The Grandview Heights Aquatic Centre’s roof system wasn’t supposed to be wood. The cables that support the gently undulating system topping the Surrey, British Columbia, building were designed as steel, to be anchored into concrete slabs topping V-shaped concrete pylons to form a catenary structure, with wood infill. Then Vancouver-based structural engineering firm Fast + Epp noted that wood alone could support the roof’s tensile loads. This “aha” moment, says HCMA managing partner Darryl Condon, also in Vancouver, prompted the designers to ask, “Why don’t we just use wood? We were interested in wood as the primary element rather than a secondary element. To us, this treated the wood as having more authenticity and strength rather than it being subservient to steel.”
The result is the world’s longest-span timber-catenary roof, supported by what look like ribbons of Douglas fir stretching as long as 188 feet. The cables enable a remarkably thin roof that defines the 95,000-square-foot structure, which opened earlier this year and includes a 50-meter competition pool, waterslide, and a digital rain curtain.
In fact, the thinness of the roof system was more critical than its clear span. A deeper structural system, Condon says, increases the potential for corrosion and condensation buildup due to high humidity of natatoriums. For several years, HCMA—which has designed about a half-dozen of these difficult building types—experimented with thinner roof systems.
The center’s roof is just 18 inches deep, which includes the wood roof deck. (For comparison, the roof system of the nearby Richmond Oval, completed in 2008 and designed by CannonDesign, is about 8 feet deep.) Its slim profile reduces the building’s volume, eases maintenance, and eliminates the need for fire sprinklers in the bays between the glulam cables. Besides its maintenance benefits, a thinner roof is easier to sculpt, says Condon, who employed the catenary to express “a fluid form, something that would be reflective of the idea of water in motion.”
Having never used glulam as cables, HCMA worked closely with Vancouver-based structural engineering firm Fast + Epp, a longtime collaborator. The architects modeled the structure in Autodesk Revit, varying the height of the roof according to the building program: higher for the diving platforms and waterslide, lower for the entrance and changing areas. (The resulting cross slope also allowed the architects to channel rainwater efficiently to galvanized steel leaders along the north side of the building.)
Dozens of papier-mâché models followed, with HCMA settling on a sculpted roof form 380 feet long and 150 feet wide, interrupted only by the central concrete tower that divides the roof into a 188-foot span to the east, and a 120-foot span to the west. (The concrete supports at the building's ends and center make up the difference in total length.)

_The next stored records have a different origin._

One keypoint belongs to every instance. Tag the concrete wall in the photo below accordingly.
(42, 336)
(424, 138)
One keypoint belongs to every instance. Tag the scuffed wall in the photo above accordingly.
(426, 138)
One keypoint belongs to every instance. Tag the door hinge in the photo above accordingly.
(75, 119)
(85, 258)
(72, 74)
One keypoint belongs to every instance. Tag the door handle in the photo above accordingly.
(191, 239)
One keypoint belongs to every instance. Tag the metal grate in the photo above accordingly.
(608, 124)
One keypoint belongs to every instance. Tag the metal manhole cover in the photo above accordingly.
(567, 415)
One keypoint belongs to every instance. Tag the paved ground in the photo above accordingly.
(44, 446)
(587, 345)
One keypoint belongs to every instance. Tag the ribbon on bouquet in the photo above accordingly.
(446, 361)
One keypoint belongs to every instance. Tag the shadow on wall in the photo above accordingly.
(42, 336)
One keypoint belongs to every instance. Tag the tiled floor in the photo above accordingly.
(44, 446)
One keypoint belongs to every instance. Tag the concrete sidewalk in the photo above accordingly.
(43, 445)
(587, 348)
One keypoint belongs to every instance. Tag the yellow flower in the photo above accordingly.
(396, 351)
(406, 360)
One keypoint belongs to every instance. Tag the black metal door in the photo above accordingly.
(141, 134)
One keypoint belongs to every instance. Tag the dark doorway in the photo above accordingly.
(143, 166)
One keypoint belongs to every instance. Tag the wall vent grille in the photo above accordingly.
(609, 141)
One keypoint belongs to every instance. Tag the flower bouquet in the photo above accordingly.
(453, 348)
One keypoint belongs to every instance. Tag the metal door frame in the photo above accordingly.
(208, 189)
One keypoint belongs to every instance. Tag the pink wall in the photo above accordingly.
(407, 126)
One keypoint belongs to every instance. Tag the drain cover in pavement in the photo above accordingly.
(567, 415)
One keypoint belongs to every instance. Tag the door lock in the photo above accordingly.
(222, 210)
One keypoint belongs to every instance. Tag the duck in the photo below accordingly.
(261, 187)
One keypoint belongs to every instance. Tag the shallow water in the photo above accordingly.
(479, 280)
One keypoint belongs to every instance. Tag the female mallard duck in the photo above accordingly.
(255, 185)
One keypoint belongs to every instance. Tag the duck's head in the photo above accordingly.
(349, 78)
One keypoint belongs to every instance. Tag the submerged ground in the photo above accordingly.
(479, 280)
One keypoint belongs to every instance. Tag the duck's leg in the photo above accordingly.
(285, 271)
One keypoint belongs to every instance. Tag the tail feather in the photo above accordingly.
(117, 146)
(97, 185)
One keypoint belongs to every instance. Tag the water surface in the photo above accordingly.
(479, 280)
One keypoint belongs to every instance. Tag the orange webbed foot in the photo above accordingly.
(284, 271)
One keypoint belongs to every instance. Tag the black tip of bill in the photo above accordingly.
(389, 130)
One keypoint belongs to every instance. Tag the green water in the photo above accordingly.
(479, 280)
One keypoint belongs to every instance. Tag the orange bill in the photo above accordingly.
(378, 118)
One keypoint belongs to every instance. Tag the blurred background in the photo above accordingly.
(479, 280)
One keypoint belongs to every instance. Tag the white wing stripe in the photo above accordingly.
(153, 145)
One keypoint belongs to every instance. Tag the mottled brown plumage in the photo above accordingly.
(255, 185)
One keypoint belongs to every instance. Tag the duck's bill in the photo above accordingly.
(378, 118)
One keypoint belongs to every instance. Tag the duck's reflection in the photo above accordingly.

Theoretically, that central pylon wasn’t necessary. According to Fast + Epp’s calculations, the timber cables could span the entire 300-foot building. The problem was vertical deflections. In the winter, heavy snow—though rare for the coastal city—might collect in the roof’s two concave bowls, weighing them down in the middle but pushing them up at the ends (similar to what happens when a person sits in a hammock or hops up on a slackline.) By adding the mid-span concrete support, deflections were limited to 8 inches, allowing HCMA to specify a glass curtainwall perimeter.
The final roof system is supported by more than 100 glulam cables, each 5 inches wide and 10 inches deep, coupled and anchored into the post-tensioned towers. Completing the roof are two roughly 0.5-inch plywood sheets, a vapor barrier, 4 inches of polyisocyanurate insulation, a 0.5-inch of gypsum board, and a single ply of TPO membrane.
Inside, pearl-colored Tectum panels are hung between the glulam cables, flush with the wood. By altering the length of the cables and the height of the bearing points (which range from more than 70 feet above finished floor to less than 30 feet), HCMA achieved its desired sculptural form using glulam cables with a single radius of 32 feet (down from more than a dozen in earlier iterations), lowering the cost of production significantly, Condon says.
Despite its unusual form, the roof was erected in just 12 days. The glulam cables, split into roughly 60-foot sections (for transportation purposes) were joined with a series of steel pins, whose holes were plugged with wood pegs, and lifted into place.
The real challenge, Condon says, was getting the contractors and local code officials “to accept [an] unconventional structure,” even in progressive Surrey, the province’s second-largest city. “Whenever you try to do something different, you get a lot of resistance,” he says. “There’s a lot of inertia in conventional systems.”
But for a region still largely covered in forest, and where one in every 16 jobs is tied to the forest-products industry, Condon sees great potential in timber structures. He hopes the center will further demonstrate their potential. Architects “need to be more daring with wood,” he says. “We need to challenge ourselves and challenge the industry to push its limits.”